Canine Pancreatitis: The Master of Disguise

Canine Pancreatitis: The Master of Disguise

Presenter – Professor Mike D. Willard DVM, MS, Diplomate ACVIM (SA Internal Medicine) from The Texas A&M University College of Veterinary Medicine & Biomedical Sciences

After watching Professor Willard speaking at last week’s webinar, I now have a far greater understanding of why diagnosing canine pancreatitis can be so challenging. The fact is that many of these cases just don’t follow the rulebook.

History taking is such an important process in any diagnostic work up, but just because we are presented with a vomiting middle-aged overweight female schnauzer, doesn’t necessarily mean she is suffering from pancreatitis.

As Professor Willard stated, history is neither sensitive nor specific for pancreatitis and the same also applies for physical examination. We might expect to find cranial abdominal pain but there are plenty of other conditions that may present similarly – how about a foreign body or a gastric ulcer?

And what about lab work? Maybe this could prove more useful in the quest to diagnose canine pancreatitis? Professor Willard showed us haematological findings from several cases and asked us which we thought were suffering from pancreatitis. Despite the enormous variation in values, of course they all were. This makes haematology, although necessary, not specific or sensitive enough to diagnose pancreatitis.

Biochemistry results can also be unhelpful and Professor Willard was particularly damning of measuring amylase and lipase levels as their specificity and sensitivity of around 50% makes them poor indicators of pancreatitis – so much so, that Professor Willard refuses to let his students perform these tests.

At this point I was starting to become a little concerned that no test was likely to positively diagnose canine pancreatitis, but to my great relief,  Professor Willard went on to show there might be light at the end of the tunnel. The cPLi test has around 80-85% sensitivity, so if this test proves negative, it is fair to start looking for other possible causes. However, if the test proves positive, Professor Willard advised that the clinical signs are likely to be caused by pancreatitis, but this is not always necessarily the case.  He warned that although having such a sensitive test is highly useful there is always a possibility that this test could prove positive even with very minor and clinically insignificant changes within the pancreas.
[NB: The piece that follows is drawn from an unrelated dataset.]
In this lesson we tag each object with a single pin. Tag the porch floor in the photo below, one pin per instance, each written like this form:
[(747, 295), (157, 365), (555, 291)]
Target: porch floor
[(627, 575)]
Diagnostic imaging is extremely useful in diagnosing pancreatitis and ultrasound can be especially helpful. Professor Willard was keen to advocate the repeated use of ultrasound on a single case, as a normal looking pancreas on ultrasound at one point can look completely different within the space of a few hours. So not only will repeat ultrasounds help to exclude other potential causes of a patient’s clinical signs, it will also help to ensure that pancreatitis has not been missed.
So I now think I’m safe to make the assumption that after performing a battery of tests, a diagnosis of pancreatitis should be fairly easy to make. Typically though, this is not the case. Professor Willard discussed that even after all these tests, pancreatitis is great at ‘pulling the wool over our eyes’ and disguising itself as other conditions. Even with his experience and knowledge Professor Willard cited several occasions where he mistook pancreatitis to be another condition, including pyometra and septic peritonitis. So we were advised that at some point in our career we were bound to be caught out by this challenging condition, and to always beware of the ‘master of disguise’.